Upper bound on the genus produced by Seifert's algorithm

Question

Given a knot $K$ we can apply Seifert's algorithm to produce a surface whose boundary is $K$. The genus of this surface is not necessarily minimal. Is there an upper bound on the genus of the surface produced by Seifert's algorithm in terms of the knot genus of $K$? That is, if $K$ has genus $g$ and Seifert's algorithm produces a surface of genus $n$ does there exist a function $\phi \colon \mathbb{N} \rightarrow \mathbb{N}$ such that $n \leq \phi(g)$?

Answer 1

First, let me answer the question you probably didn't mean: is there a function $\phi:\mathbb{N}\to\mathbb{N}$ such that, given a knot diagram $D$ of a knot $K$ of genus $g$, the genus $n$ of the surface obtained from Seifert's algorithm for $D$ satisfies $n\leq \phi(g)$? The answer is "no" since you can make diagrams of the unknot whose corresponding surface's genus can be made arbitrarily large. For example, the following unknot diagram's surface from Seifert's algorithm has genus $4$:

Extending the pattern horizontally increases the genus of the corresponding surface. (I checked this with KnotFolio. The genus of the Seifert's algorithm surface is under "Can. genus" in the "Diagram information" section. The program does not give the true canonical genus, so it's arguably mislabeled.)

The stronger interpretation of your question is about canonical genus, the minimal genus over all diagrams of $K$ of the surface obtained through Seifert's algorithm. It's not immediately clear to me that canonical genus has an algorithm, so I hesitate to call the canonical genus "the genus of the surface obtained by Seifert's algorithm," which is why I'm giving two answers.
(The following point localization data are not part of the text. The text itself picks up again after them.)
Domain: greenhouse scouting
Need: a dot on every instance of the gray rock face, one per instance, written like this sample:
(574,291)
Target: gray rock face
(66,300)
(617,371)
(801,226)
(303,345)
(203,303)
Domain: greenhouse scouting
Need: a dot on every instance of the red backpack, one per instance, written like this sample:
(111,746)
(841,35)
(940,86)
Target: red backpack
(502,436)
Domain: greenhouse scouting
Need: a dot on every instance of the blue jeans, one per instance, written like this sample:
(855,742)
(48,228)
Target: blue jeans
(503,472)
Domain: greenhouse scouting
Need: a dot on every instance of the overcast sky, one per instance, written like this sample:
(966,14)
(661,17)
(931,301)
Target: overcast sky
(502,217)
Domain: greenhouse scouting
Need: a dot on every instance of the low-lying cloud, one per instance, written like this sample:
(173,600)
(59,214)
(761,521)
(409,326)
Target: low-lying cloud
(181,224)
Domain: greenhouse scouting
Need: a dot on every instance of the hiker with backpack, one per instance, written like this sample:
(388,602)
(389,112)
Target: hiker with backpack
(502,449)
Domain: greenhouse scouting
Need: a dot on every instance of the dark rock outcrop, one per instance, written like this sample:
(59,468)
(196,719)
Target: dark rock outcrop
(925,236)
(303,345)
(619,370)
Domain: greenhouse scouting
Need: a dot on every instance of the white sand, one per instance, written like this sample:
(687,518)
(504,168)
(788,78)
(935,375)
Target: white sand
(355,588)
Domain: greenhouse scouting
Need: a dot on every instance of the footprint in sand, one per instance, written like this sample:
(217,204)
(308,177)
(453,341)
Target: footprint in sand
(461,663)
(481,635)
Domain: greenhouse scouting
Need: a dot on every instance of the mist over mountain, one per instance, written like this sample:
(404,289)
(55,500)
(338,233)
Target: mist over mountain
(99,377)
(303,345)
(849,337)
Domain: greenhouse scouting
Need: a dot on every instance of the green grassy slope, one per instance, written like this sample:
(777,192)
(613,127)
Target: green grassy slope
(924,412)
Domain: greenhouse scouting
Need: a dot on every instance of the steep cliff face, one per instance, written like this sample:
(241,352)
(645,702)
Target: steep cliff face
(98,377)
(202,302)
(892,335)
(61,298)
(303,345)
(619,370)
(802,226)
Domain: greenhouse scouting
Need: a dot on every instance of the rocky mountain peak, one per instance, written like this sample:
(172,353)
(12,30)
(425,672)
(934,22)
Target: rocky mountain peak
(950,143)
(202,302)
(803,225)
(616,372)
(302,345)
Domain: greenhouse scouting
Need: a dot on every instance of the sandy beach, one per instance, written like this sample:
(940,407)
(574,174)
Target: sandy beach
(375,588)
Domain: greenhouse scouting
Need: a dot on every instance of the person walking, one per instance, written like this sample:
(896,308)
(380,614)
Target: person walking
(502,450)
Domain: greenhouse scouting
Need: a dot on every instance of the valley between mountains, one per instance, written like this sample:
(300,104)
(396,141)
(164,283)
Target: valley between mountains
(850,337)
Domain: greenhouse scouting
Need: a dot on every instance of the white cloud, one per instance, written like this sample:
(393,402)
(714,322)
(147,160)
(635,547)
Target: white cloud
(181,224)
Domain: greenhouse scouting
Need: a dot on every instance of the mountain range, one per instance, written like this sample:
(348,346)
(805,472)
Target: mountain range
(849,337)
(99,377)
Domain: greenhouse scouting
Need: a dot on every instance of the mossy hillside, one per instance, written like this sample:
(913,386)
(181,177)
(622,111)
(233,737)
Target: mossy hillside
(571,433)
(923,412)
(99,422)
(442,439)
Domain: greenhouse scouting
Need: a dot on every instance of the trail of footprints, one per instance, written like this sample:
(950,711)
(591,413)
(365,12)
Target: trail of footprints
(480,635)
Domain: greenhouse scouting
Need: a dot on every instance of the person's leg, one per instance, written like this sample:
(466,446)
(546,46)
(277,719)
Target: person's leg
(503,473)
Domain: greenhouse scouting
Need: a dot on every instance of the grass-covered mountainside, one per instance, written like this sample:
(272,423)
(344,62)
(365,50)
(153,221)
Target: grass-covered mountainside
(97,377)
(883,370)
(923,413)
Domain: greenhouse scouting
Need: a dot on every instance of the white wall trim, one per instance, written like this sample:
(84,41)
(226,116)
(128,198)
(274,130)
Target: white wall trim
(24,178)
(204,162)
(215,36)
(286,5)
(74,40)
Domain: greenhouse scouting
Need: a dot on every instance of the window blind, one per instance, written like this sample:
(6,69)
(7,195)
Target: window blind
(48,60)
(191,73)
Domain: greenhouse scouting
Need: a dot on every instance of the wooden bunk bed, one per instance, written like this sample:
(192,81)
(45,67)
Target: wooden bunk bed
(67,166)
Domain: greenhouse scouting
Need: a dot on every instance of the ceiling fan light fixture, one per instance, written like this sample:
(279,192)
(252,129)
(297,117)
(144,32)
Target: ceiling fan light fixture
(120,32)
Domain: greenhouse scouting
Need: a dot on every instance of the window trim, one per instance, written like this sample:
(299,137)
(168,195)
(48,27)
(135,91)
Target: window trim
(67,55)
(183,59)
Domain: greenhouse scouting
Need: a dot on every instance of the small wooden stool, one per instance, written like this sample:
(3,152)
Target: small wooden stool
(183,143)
When answering this question, I came across a paper that says the answer is "no," since it purports to show that the difference between canonical genus and the knot genus can be arbitrarily large. (I say "purports" because I've only read the abstract.) I don't know whether this is the first paper with this result, since, from the abstract, it seems like their contribution is that they introduce an intermediate quantity called "free genus."

Kobayashi, Masako; Kobayashi, Tsuyoshi, On canonical genus and free genus of knot, J. Knot Theory Ramifications 5, No. 1, 77-85 (1996). ZBL0859.57009.